Study specifies health benefits of bariatric surgery

A new study by Swedish researchers has put a figure on the knock-on health benefits that bariatric surgery can have for formerly obese people.

The effects of weight loss surgery have long been considered to aide the long-term health prospects of severely overweight people. The new research, carried out by scientists at Sweden's University of Gothenburg, surveyed 4,000 obese people treated at 500 different centres in Sweden between 1987 and 2001, with half of them undergoing stomach stapling or gastric band surgery and half of them opting not to.

The results showed that while 199 people who had the surgery suffered a heart attack with in a decade of the surgery, that applied to 234 of the people who opted not to have the surgery.
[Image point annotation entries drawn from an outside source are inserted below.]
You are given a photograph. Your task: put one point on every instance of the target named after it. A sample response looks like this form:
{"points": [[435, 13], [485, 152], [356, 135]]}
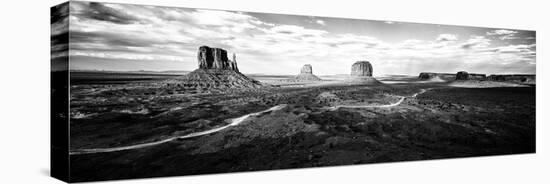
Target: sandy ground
{"points": [[140, 130]]}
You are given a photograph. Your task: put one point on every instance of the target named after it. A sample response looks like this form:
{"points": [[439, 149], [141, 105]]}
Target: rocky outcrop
{"points": [[442, 76], [361, 73], [306, 74], [463, 75], [361, 69], [215, 58], [523, 78], [215, 71], [306, 69]]}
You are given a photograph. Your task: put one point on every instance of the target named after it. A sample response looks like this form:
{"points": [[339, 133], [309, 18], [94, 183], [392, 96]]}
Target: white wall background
{"points": [[24, 98]]}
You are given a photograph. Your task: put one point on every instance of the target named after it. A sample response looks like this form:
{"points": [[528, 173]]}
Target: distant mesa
{"points": [[361, 72], [522, 78], [215, 58], [216, 71], [306, 74], [431, 75], [463, 75], [361, 69]]}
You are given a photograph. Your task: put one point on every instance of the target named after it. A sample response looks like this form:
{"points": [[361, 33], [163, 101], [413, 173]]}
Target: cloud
{"points": [[102, 12], [163, 36], [320, 22], [503, 34], [446, 38], [476, 42]]}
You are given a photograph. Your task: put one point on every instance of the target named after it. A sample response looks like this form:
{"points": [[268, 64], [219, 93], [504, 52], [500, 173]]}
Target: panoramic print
{"points": [[164, 91]]}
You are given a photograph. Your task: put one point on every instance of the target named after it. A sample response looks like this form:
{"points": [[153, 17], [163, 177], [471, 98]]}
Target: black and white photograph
{"points": [[151, 91]]}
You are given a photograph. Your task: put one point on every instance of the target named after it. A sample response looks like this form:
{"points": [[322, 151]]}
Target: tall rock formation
{"points": [[215, 58], [463, 75], [361, 69], [361, 73], [306, 74], [215, 71]]}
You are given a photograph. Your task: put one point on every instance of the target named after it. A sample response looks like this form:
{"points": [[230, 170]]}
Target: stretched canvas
{"points": [[148, 91]]}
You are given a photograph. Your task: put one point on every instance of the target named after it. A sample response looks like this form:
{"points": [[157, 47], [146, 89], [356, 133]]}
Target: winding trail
{"points": [[233, 122], [401, 99]]}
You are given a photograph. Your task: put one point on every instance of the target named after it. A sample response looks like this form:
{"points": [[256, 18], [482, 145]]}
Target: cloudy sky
{"points": [[137, 37]]}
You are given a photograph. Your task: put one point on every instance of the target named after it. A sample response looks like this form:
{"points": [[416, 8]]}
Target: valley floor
{"points": [[312, 125]]}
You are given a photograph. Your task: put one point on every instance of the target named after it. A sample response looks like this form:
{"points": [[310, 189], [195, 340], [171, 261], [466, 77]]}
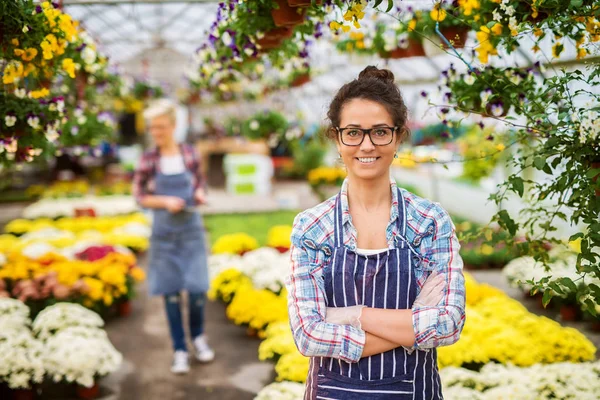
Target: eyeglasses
{"points": [[380, 136]]}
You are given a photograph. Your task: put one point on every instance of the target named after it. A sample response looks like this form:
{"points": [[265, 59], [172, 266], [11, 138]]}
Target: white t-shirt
{"points": [[369, 252], [171, 165]]}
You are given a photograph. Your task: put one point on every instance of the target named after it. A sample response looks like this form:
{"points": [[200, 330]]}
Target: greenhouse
{"points": [[299, 199]]}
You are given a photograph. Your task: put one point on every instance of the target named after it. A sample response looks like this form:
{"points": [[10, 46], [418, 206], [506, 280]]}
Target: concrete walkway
{"points": [[143, 338]]}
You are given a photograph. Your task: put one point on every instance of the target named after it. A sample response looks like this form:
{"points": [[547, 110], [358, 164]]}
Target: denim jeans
{"points": [[196, 317]]}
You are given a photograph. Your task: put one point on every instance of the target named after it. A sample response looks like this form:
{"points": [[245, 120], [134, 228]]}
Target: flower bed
{"points": [[66, 207], [66, 344]]}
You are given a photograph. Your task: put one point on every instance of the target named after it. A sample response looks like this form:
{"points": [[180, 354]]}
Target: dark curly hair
{"points": [[376, 85]]}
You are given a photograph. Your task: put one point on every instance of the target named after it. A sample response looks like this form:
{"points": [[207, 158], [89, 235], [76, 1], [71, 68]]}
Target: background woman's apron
{"points": [[178, 259], [384, 280]]}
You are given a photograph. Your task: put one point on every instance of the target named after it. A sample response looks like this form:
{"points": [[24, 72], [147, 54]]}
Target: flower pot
{"points": [[274, 38], [569, 312], [87, 393], [286, 15], [300, 80], [23, 394], [302, 3], [457, 35], [414, 49], [124, 308]]}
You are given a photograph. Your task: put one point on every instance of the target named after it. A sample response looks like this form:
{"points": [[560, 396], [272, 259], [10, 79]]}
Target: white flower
{"points": [[496, 15], [20, 93], [88, 55], [10, 120], [226, 38], [34, 122]]}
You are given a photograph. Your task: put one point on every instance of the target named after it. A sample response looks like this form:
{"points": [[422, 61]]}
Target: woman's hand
{"points": [[174, 204], [200, 196], [344, 315]]}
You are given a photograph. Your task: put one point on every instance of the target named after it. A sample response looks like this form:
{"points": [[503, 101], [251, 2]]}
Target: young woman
{"points": [[376, 282], [168, 180]]}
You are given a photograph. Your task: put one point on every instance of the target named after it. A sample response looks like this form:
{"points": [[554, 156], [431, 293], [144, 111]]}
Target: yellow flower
{"points": [[137, 274], [438, 14], [12, 73], [30, 54], [334, 26], [69, 67], [497, 29], [36, 94], [557, 49], [469, 5]]}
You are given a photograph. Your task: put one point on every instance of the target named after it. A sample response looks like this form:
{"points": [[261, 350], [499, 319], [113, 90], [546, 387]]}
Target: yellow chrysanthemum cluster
{"points": [[352, 17], [500, 329], [99, 281], [326, 176], [78, 224], [235, 243], [257, 308], [279, 236]]}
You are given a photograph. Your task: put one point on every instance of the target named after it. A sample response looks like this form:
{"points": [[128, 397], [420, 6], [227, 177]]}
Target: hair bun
{"points": [[373, 72]]}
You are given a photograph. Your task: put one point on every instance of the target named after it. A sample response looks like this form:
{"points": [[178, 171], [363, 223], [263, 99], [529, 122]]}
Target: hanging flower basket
{"points": [[90, 393], [273, 38], [596, 165], [414, 49], [23, 394], [300, 80], [286, 15], [302, 3], [457, 35]]}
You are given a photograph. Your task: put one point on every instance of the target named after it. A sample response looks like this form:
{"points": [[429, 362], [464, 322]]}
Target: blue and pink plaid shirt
{"points": [[429, 231]]}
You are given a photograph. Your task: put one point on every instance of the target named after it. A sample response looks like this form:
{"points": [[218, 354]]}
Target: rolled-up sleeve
{"points": [[442, 325], [306, 306], [140, 179]]}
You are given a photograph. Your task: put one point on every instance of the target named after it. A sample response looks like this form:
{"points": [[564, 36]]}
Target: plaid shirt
{"points": [[432, 238], [143, 179]]}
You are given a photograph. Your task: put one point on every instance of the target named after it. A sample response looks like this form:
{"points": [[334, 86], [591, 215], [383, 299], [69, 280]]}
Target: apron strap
{"points": [[338, 237]]}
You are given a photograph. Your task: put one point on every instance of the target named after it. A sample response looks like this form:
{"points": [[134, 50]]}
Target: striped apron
{"points": [[384, 280]]}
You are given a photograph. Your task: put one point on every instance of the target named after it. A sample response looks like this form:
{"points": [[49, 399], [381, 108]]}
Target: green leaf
{"points": [[390, 5], [518, 185], [546, 297], [568, 283], [539, 163]]}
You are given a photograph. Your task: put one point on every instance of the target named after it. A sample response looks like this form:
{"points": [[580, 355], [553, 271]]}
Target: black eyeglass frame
{"points": [[366, 132]]}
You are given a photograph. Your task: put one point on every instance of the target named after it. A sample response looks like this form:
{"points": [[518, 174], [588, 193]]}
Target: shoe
{"points": [[203, 351], [181, 362]]}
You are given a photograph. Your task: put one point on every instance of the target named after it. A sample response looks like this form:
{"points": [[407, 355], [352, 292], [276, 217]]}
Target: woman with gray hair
{"points": [[168, 180]]}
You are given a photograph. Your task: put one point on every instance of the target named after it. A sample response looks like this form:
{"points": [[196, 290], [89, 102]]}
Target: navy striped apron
{"points": [[383, 280]]}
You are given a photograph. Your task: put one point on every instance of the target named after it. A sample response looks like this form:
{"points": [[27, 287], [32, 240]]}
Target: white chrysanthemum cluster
{"points": [[54, 319], [540, 381], [282, 391], [265, 266]]}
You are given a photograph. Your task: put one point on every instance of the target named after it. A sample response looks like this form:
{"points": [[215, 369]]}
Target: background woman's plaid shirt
{"points": [[432, 238]]}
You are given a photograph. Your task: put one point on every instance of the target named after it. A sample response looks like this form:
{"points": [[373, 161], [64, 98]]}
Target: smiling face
{"points": [[162, 128], [366, 161]]}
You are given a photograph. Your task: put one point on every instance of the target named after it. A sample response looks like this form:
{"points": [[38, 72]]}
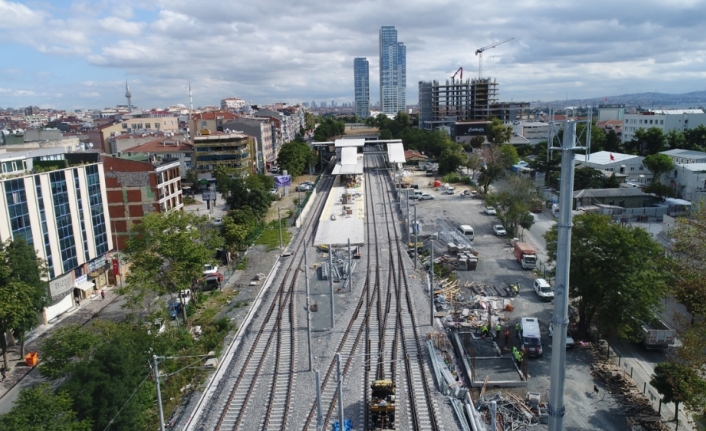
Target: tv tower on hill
{"points": [[128, 95]]}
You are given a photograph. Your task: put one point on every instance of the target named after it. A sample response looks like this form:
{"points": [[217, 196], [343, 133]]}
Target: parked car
{"points": [[569, 339], [209, 269], [499, 230], [543, 289]]}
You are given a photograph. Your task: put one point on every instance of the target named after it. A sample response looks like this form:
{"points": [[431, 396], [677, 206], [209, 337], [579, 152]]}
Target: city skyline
{"points": [[72, 55]]}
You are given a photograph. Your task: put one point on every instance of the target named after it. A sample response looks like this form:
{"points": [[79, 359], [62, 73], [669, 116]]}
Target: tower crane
{"points": [[460, 69], [479, 53]]}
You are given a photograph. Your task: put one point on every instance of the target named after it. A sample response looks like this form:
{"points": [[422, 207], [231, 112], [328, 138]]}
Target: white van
{"points": [[530, 337], [467, 231]]}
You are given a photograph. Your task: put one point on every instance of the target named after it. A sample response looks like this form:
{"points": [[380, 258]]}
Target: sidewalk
{"points": [[78, 315]]}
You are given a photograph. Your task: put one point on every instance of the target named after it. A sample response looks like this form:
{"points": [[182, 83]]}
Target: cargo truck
{"points": [[525, 255], [657, 335]]}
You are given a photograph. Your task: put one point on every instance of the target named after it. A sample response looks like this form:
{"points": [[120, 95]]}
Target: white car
{"points": [[569, 339], [543, 289], [210, 269]]}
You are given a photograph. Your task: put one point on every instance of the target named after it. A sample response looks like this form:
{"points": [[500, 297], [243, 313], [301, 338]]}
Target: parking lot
{"points": [[497, 266]]}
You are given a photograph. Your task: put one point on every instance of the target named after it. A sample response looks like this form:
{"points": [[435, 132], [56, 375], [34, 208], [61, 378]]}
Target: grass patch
{"points": [[270, 235], [242, 264]]}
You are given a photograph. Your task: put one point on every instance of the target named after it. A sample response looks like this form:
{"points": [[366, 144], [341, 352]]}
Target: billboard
{"points": [[472, 129]]}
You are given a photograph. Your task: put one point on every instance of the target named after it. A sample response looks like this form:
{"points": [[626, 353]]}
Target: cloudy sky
{"points": [[78, 54]]}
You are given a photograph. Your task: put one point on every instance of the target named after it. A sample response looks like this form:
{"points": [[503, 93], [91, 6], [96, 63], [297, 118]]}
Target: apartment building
{"points": [[135, 188], [57, 202]]}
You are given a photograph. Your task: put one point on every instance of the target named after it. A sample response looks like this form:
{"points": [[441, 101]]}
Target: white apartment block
{"points": [[663, 119]]}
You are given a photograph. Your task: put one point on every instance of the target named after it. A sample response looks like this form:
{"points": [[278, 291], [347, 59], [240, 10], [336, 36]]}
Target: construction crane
{"points": [[460, 69], [479, 53]]}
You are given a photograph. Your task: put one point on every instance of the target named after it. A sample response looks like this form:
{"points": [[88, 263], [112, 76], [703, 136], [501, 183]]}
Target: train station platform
{"points": [[343, 216]]}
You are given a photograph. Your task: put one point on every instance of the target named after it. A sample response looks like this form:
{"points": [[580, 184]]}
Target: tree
{"points": [[29, 269], [513, 203], [473, 163], [658, 164], [451, 159], [38, 408], [167, 253], [677, 384], [646, 142], [545, 164], [295, 157], [688, 269], [497, 133], [617, 277]]}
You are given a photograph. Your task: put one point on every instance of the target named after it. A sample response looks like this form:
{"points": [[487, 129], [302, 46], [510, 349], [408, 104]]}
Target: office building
{"points": [[393, 72], [361, 77], [664, 119], [56, 201]]}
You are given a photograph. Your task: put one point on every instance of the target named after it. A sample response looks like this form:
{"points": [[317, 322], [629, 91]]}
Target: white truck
{"points": [[657, 335]]}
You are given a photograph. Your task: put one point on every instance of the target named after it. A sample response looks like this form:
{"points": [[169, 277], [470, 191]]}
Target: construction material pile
{"points": [[511, 412], [633, 403]]}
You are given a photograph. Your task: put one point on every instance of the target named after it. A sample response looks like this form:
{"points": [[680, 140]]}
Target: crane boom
{"points": [[479, 53]]}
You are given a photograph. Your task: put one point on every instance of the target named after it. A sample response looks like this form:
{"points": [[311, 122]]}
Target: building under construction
{"points": [[463, 100]]}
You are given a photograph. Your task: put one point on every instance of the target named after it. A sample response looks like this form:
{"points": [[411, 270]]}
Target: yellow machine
{"points": [[382, 405]]}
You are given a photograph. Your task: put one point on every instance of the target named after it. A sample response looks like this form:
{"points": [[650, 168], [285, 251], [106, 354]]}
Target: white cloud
{"points": [[294, 51]]}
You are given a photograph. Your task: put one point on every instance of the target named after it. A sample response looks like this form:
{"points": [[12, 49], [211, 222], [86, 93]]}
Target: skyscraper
{"points": [[393, 72], [361, 77]]}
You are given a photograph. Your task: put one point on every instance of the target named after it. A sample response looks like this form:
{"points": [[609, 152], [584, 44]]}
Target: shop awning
{"points": [[86, 285]]}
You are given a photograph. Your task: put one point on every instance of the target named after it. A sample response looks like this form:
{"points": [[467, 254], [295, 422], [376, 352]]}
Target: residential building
{"points": [[627, 164], [232, 103], [361, 79], [393, 72], [211, 121], [57, 202], [137, 188], [664, 119], [163, 149], [232, 150], [261, 130]]}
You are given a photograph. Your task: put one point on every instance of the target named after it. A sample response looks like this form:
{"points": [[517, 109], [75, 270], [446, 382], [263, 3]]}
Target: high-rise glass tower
{"points": [[393, 72], [361, 76]]}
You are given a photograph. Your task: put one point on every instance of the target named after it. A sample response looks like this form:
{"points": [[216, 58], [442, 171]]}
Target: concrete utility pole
{"points": [[308, 307], [340, 391], [330, 280], [319, 414], [556, 409]]}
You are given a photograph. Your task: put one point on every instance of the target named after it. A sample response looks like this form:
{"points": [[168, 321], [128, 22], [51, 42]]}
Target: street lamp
{"points": [[155, 363]]}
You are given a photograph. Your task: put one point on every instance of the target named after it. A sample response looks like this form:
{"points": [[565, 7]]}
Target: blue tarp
{"points": [[347, 425], [283, 180]]}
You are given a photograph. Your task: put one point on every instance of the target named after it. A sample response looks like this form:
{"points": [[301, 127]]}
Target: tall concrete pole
{"points": [[319, 414], [556, 409], [330, 279], [416, 250], [155, 370], [340, 391], [308, 307], [350, 268]]}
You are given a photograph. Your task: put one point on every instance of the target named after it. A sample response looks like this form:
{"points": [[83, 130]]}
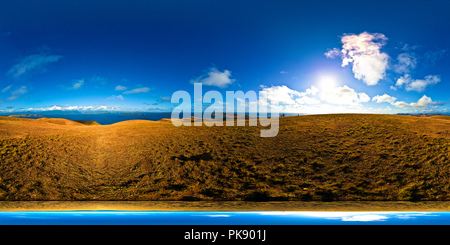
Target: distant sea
{"points": [[221, 218], [110, 118]]}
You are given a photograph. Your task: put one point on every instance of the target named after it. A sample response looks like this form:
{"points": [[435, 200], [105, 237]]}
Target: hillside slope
{"points": [[321, 157]]}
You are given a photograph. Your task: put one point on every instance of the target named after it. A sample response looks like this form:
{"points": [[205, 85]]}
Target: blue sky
{"points": [[312, 56]]}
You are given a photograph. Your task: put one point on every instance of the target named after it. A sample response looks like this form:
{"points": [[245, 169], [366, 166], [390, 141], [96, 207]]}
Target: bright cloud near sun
{"points": [[363, 51]]}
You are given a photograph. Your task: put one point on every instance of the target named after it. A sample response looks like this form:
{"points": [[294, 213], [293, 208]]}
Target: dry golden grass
{"points": [[321, 158]]}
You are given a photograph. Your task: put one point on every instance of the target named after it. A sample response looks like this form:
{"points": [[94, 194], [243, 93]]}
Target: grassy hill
{"points": [[322, 157]]}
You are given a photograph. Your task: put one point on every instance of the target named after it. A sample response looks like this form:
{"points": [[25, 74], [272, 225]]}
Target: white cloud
{"points": [[363, 51], [165, 98], [418, 85], [74, 108], [282, 94], [18, 92], [120, 88], [77, 84], [343, 96], [384, 98], [215, 77], [32, 63], [6, 89], [137, 90], [115, 97], [316, 101], [405, 63], [423, 103]]}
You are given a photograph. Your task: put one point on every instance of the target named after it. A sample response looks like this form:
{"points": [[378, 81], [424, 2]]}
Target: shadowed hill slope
{"points": [[321, 157]]}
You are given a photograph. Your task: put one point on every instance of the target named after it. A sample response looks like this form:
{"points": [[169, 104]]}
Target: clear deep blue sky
{"points": [[381, 56]]}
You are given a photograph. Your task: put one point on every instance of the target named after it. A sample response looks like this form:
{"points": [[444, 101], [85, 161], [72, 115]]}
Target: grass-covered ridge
{"points": [[322, 158]]}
Some 28 of the people who had been surgically aided to lose weight died within the decade, while 49 of the people without the surgery passed away.

Lead researcher, Lars Sjostrom said, "Compared with usual care, bariatric surgery was associated with reduced number of cardiovascular deaths and lower incidence of cardiovascular events in obese adults."

Ted Adams, an expert on bariatric surgery and health outcomes at the University of Utah School of Medicine in Salt Lake City (who did not work on the Swedish project), said the study will aid and inform doctors and patients across the world about the long-term effects of the surgery.

"This is very beneficial in filling that gap – we just have so little long-term data," said Adams.

The Swedish researchers accounted for the differences in the base health levels between the people who did and did not have the surgery, and the found that the patients who had the treatment were 30 per cent less likely to have a first-time heart attack or stroke than those who did not, and half as likely to die from one.